From: Chris Friesen on
On 06/24/2010 12:07 PM, Paul E. McKenney wrote:

> 3. The thread-group leader might do pthread_exit(), removing itself
> from the thread group -- and might do so while the hapless reader
> is referencing that thread.
>
> But isn't this prohibited? Or is it really legal to do a
> pthread_create() to create a new thread and then have the
> parent thread call pthread_exit()? Not something I would
> consider trying in my own code! Well, I might, just to
> be perverse, but... ;-)

I believe SUS allows the main thread to explicitly call pthread_exit(),
leaving the other threads to run. If the main() routine just returns
then it implicitly calls exit().

Chris

--
Chris Friesen
Software Developer
GENBAND
chris.friesen(a)genband.com
www.genband.com
--
To unsubscribe from this list: send the line "unsubscribe linux-kernel" in
the body of a message to majordomo(a)vger.kernel.org
More majordomo info at http://vger.kernel.org/majordomo-info.html
Please read the FAQ at http://www.tux.org/lkml/
From: Roland McGrath on
> First, what "bad things" can happen to a reader scanning a thread
> group?
>
> 1. The thread-group leader might do exec(), destroying the old
> list and forming a new one. In this case, we want any readers
> to stop scanning.

This doesn't do anything different (for these concerns) from just all the
other threads happening to exit right before the exec. There is no
"destroying the old" and "forming the new", it's just that all the other
threads are convinced to die now. There is no problem here.

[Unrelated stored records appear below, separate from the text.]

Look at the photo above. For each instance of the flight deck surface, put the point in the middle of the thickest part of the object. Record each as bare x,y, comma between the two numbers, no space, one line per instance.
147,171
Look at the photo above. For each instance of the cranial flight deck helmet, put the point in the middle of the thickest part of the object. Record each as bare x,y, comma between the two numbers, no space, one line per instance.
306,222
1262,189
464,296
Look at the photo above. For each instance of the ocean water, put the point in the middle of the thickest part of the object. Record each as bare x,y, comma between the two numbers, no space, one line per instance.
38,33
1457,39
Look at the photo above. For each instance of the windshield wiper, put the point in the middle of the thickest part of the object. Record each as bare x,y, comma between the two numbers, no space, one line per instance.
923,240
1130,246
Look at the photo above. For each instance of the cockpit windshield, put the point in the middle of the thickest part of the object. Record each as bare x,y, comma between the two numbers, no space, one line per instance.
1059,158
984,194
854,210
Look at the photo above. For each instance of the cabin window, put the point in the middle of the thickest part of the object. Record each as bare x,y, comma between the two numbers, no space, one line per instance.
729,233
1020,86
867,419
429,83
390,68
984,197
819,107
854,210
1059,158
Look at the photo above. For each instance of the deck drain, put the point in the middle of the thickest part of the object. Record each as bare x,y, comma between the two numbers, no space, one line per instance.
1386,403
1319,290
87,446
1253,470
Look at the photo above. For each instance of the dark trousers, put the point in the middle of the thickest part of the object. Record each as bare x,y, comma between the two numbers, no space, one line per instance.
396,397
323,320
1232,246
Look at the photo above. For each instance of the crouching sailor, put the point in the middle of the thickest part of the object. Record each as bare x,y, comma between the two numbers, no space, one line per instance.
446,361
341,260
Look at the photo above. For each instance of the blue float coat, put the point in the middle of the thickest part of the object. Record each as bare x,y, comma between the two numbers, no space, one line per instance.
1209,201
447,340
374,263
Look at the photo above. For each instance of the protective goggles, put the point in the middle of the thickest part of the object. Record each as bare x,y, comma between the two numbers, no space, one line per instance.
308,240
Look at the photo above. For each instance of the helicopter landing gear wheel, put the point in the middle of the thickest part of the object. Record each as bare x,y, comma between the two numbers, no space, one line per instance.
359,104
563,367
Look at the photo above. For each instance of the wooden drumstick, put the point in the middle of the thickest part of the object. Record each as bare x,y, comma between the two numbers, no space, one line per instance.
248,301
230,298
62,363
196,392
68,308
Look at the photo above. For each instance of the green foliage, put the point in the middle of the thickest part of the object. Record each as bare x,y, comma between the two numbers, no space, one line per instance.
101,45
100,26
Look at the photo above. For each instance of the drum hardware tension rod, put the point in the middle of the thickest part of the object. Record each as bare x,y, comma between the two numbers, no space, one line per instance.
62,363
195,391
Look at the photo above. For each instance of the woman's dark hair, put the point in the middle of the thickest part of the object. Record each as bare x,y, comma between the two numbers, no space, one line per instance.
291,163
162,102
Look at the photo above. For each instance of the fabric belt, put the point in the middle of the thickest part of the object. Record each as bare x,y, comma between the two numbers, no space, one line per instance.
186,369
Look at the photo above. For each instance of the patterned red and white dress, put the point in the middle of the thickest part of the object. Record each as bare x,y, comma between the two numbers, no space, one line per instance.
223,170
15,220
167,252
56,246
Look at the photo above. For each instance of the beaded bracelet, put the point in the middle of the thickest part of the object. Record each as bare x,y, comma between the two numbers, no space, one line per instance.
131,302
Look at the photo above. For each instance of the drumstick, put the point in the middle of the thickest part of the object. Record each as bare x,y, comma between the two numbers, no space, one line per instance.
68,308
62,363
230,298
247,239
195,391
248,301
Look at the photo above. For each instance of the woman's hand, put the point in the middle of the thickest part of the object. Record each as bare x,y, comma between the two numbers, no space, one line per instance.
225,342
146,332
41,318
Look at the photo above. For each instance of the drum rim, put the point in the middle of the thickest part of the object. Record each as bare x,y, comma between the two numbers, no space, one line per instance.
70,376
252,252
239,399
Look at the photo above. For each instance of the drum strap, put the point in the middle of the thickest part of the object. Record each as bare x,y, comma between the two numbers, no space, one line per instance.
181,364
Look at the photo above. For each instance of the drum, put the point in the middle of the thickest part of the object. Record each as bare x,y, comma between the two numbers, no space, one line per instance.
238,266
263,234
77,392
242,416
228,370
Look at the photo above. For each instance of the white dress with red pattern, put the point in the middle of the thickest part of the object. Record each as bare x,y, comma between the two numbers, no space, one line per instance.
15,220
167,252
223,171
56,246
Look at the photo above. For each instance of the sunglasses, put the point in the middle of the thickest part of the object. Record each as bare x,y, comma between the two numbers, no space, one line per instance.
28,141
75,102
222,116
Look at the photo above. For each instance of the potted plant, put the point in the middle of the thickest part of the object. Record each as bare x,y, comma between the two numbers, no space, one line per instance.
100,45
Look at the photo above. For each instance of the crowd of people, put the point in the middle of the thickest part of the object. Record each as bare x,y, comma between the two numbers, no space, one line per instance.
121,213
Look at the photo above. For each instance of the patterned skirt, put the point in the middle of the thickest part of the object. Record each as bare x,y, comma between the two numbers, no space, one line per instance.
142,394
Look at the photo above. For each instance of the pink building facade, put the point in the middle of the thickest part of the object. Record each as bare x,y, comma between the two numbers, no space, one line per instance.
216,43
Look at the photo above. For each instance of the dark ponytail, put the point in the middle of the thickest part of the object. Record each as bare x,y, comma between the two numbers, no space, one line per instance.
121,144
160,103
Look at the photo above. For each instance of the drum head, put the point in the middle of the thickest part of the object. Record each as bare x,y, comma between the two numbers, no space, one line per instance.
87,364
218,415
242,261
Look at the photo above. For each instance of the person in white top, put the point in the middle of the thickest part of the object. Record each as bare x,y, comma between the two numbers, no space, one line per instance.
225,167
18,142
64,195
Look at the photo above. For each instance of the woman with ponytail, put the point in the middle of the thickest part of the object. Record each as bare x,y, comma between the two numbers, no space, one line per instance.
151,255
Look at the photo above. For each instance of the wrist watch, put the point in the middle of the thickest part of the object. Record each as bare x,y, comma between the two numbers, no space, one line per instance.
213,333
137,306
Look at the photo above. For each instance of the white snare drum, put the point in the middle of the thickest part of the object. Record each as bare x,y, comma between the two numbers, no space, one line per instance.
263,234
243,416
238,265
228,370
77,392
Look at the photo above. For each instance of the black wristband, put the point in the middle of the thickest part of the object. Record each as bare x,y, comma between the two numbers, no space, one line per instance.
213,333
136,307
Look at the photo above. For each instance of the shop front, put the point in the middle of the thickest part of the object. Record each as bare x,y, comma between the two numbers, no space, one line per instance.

> 2. Some other thread might do exec(), destroying the old list and
> forming a new one. In this case, we also want any readers to
> stop scanning.

Again, the list is not really destroyed, just everybody dies. What is
different here is that ->group_leader changes. This is the only time
that ever happens. Moreover, it's the only time that a task that was
previously pointed to by any ->group_leader can be reaped before the
rest of the group has already been reaped first (and thus the
thread_group made a singleton).

> 3. The thread-group leader might do pthread_exit(), removing itself
> from the thread group -- and might do so while the hapless reader
> is referencing that thread.

This is called the delay_group_leader() case. It doesn't happen in a
way that has the problems you are concerned with. The group_leader
remains in EXIT_ZOMBIE state and can't be reaped until all the other
threads have been reaped. There is no time at which any thread in the
group is in any hashes or accessible by any means after the (final)
group_leader is reaped.

> 4. Some other thread might do pthread_exit(), removing itself
> from the thread group, and again might do so while the hapless
> reader is referencing that thread. In this case, we want
> the hapless reader to continue scanning the remainder of the
> thread group.

This is the most normal case (and #1 is effectively just this repeated
by every thread in parallel).

> 5. The thread-group leader might do exit(), destroying the old
> list without forming a new one. In this case, we want any
> readers to stop scanning.

All this means is everybody is convinced to die, and the group_leader
dies too. It is not discernibly different from #6.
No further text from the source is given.